Kharl lurched to his feet, unsteadily. “Lord Justicer.” He bowed his head, then looked up, straight at the justicer.

“Earlier, cooper, you had objected to the testimony of Captain Egen. Now, you have a chance to tell what happened.”

“Honored justicer,” Kharl began carefully, “it all started when I was carrying sealant back from Hyesal the apothecary’s shop…” He told the entire story as it had happened, ending with, “… and when the captain said I’d killed her, I tried to explain that I hadn’t done anything. I didn’t run. I didn’t do anything except I said I didn’t do it, and then someone hit me over the head, and I woke up in gaol.”

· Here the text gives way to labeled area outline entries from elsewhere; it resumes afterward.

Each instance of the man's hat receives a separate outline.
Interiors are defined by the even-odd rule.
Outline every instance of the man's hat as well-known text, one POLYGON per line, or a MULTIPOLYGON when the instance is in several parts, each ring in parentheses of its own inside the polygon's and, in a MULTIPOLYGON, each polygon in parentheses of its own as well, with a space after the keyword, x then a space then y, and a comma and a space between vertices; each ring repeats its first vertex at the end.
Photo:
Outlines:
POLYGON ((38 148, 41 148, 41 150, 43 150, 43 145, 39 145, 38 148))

“How do you explain that the blackstaffer was killed with one of your drawing knives?”

“There were lots of people around the front of the shop, ser. Anyone could have walked in. Also, I’m not a killer. I mean, I don’t know how to use a knife that way. I wouldn’t know where to start.”

“Most crafters have a way to defend their shops. What is yours?”

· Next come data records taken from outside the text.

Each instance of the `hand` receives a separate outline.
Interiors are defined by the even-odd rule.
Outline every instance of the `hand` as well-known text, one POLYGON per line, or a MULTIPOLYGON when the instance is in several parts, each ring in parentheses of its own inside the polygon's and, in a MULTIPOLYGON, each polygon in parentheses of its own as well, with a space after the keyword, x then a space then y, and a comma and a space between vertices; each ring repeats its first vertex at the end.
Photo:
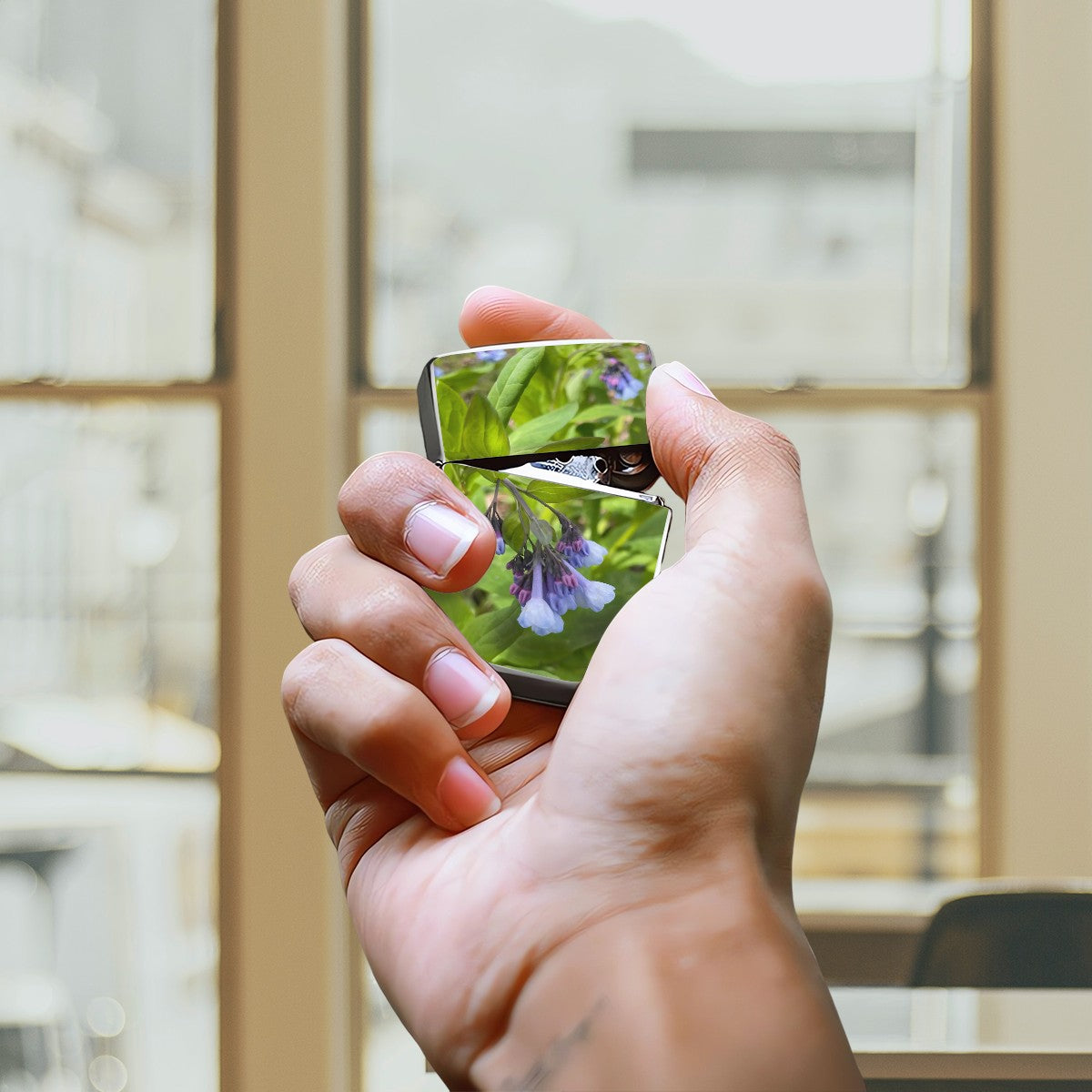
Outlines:
MULTIPOLYGON (((496 288, 461 330, 604 336, 496 288)), ((314 643, 288 720, 371 966, 449 1084, 859 1088, 792 906, 830 639, 796 453, 677 365, 648 422, 686 555, 563 719, 513 703, 424 591, 480 578, 485 518, 385 454, 342 490, 348 534, 293 571, 314 643)))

“I keep a cudgel close by, ser. It’s close enough to a forge hammer…”

“And you are a cooper, and that means using a forge. Had you unbanked your forge that morning?”

“No, ser. Charee and I had to walk Jenevra—she was the blackstaffer— to Father Jorum’s. I didn’t want to waste the charcoal.”

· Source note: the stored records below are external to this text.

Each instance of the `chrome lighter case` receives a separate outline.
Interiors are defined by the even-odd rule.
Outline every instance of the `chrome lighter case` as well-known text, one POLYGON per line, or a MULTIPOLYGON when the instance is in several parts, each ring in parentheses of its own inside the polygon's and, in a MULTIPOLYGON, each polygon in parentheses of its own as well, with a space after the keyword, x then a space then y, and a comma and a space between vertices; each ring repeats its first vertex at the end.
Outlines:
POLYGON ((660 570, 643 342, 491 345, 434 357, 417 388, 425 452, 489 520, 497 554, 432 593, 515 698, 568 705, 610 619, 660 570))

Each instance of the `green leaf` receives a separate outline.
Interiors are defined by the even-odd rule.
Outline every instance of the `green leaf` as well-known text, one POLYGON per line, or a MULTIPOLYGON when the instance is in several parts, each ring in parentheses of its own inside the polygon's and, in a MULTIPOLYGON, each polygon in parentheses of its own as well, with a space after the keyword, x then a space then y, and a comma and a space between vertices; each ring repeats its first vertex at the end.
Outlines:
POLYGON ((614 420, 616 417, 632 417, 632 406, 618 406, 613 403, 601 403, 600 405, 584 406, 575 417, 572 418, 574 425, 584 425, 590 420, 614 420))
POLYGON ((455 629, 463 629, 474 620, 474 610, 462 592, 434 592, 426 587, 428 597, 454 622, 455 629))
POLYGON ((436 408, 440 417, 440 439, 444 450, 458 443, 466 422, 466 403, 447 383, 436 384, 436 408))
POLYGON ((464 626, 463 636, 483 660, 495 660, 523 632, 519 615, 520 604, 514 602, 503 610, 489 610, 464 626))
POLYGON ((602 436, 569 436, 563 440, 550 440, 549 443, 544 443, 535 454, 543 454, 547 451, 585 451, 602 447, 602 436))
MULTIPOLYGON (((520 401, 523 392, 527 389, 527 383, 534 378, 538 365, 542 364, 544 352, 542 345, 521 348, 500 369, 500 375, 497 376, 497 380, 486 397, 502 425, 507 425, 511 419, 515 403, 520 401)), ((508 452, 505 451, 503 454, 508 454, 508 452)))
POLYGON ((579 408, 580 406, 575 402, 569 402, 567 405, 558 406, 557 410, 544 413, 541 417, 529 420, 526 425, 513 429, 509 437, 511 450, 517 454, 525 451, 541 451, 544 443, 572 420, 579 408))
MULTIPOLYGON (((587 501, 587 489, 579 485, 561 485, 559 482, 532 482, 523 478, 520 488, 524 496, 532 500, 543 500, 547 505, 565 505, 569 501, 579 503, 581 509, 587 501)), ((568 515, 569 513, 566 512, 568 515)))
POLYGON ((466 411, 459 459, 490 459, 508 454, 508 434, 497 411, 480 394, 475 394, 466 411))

“Have you anything else to say?”

“I didn’t do it, ser.”

“But you did try to get away from the armsmen, did you not?”

“No, ser. I said I didn’t do it. I might have backed up one step, but I didn’t try to get away. They were saying I did something I didn’t.”

“That will be all. Please be seated.”

Kharl felt as though the justicer hadn’t really paid any attention to his words. But there was no way out of the Hall, not with his hands bound, and armsmen behind him and all around the Hall.

“Lord justicer!” The bailiff in gold and blue rapped his staff on the stone floor of the chamber.

The justicer looked at the functionary. “Yes, bailiff?”

“Your honor… there is a witness. He has a pass from the Quad-rancy.”

The frown of the justicer was so fleeting that Kharl would not have seen it had he even blinked. “Very well. Have him step forward and state his name.”

There was a slight sound behind the justicer, and a slender, gray-haired man, clean-shaven and in blue velvet, his tunic trimmed in gold, slipped into the seat at the higher dais behind the justicer, a seat that had been vacant throughout the trial. Even from where he sat, Kharl could see that the newcomer was old, and that there were dark circles ringing his deep-set eyes.

The figure who stepped forward from beside the bailiff as a witness was Tyrbel, wearing the black robe that he had told Kharl was for appearances before the justicers.

“State your name.”

“I am Tyrbel, scrivener of Brysta, your honor of justice.” The scrivener bowed deeply.

“What have you to say to what has been offered as evidence, master scrivener?“

“What I have to say, your honor of justice, is most plain.” Tyrbel looked squarely at the justicer. “Kharl could not have killed the black-staffer. He is a good man, but there is another reason why he could not have killed her. She was still alive when he left his cooperage to fight the fire, and he was still with me and the others using the buckets when his consort came out to tell him that something terrible had happened.”

“How do you know the blackstaffer was still alive?” The justicer’s face bore more curiosity than anger.

“I saw her leaning on his workbench through the window when I called for help. She was still standing there when Kharl came out.”

“So your scriptorium was burning, and you had time to watch?” The justicer’s sarcasm was scarcely veiled.

Kharl looked at Tyrbel. The scrivener was perfectly calm. What Tyrbel said was true. Jenevra had been alive. But Tyrbel had not actually seen that, and Kharl had not talked to Tyrbel since the murder.

“I only watched for a moment. It was long enough to see that Kharl had heard and was coming to help.”

“Justicer?” interjected the clean-shaven and elderly man in the high seat, before another word could be said.

“Yes, Lord West?”

Lord West looked squarely at the scrivener. “Are you absolutely certain that the cooper could not have turned back and killed the black-staffer?”

“Yes, Lord. I had barely reached the fire barrel when Kharl was beside me.“

“And he had no blood on him?” asked the lord.

“No, ser.”

“Does he wear the same garments now as then?”